Luke and Riven had just settled into their beds when her eyes snapped open.

Someone was in the apartment.

Luke didn't notice anything. He was still baseline human—just starting to get competent with a handgun, hitting the gym regularly, but nowhere near developing combat instincts. Even if his physical conditioning improved, without proper training, he'd never sense an intruder the way Riven could.

Several shadows slipped through the door.

"You sure this is where you saw her?" A low voice. Male. Careful.

"Yeah, boss. The woman's gorgeous. If we grab her..."

Another voice. Eager. The kind of eager that made Luke's skin crawl when he heard it later.

The words barely left the man's mouth before Riven materialized beside them. The leader had just clicked on his flashlight when a white-haired blur entered his peripheral vision—and then his knee exploded inward with a wet crunch.

Strange thing: he didn't scream. Just crumpled to the floor like his strings had been cut.

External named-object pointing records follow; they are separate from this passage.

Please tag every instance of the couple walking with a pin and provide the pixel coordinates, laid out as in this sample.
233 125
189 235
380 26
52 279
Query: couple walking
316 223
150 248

The others reacted faster than Riven expected. She'd pegged them as street-level trash based on their clothes and conversation, but their response time said otherwise. Combat-trained. Maybe military. Definitely not amateurs.

Interesting.

One of them threw a punch—heavy, committed, the kind that could crack ribs on a normal person. Riven caught it in her palm like he'd lobbed her a softball. Before he could process the impossibility of that, her leg whipped up in a perfect arc, heel connecting with the underside of his jaw.

Crack.

His neck snapped clean. He dropped.

"Fuck!"

The others saw their friend die and charged anyway. No hesitation. No fear. Just aggression.

Riven stopped holding back.

These weren't normal humans. The strength behind that punch, the speed of their reactions—something was off. Enhanced, maybe. Augmented somehow. She'd been pulling her punches out of habit, but if they could take hits...

Her leg cut through the air with a sound like a blade being drawn. The whistle of displaced atmosphere. The first one she caught folded around her shin like his bones were made of wet cardboard, and his momentum carried him into his buddy, shattering ribs on impact. Both went flying.

Then the impossible happened.

The first guy—the one whose knee she'd turned into paste—stood up.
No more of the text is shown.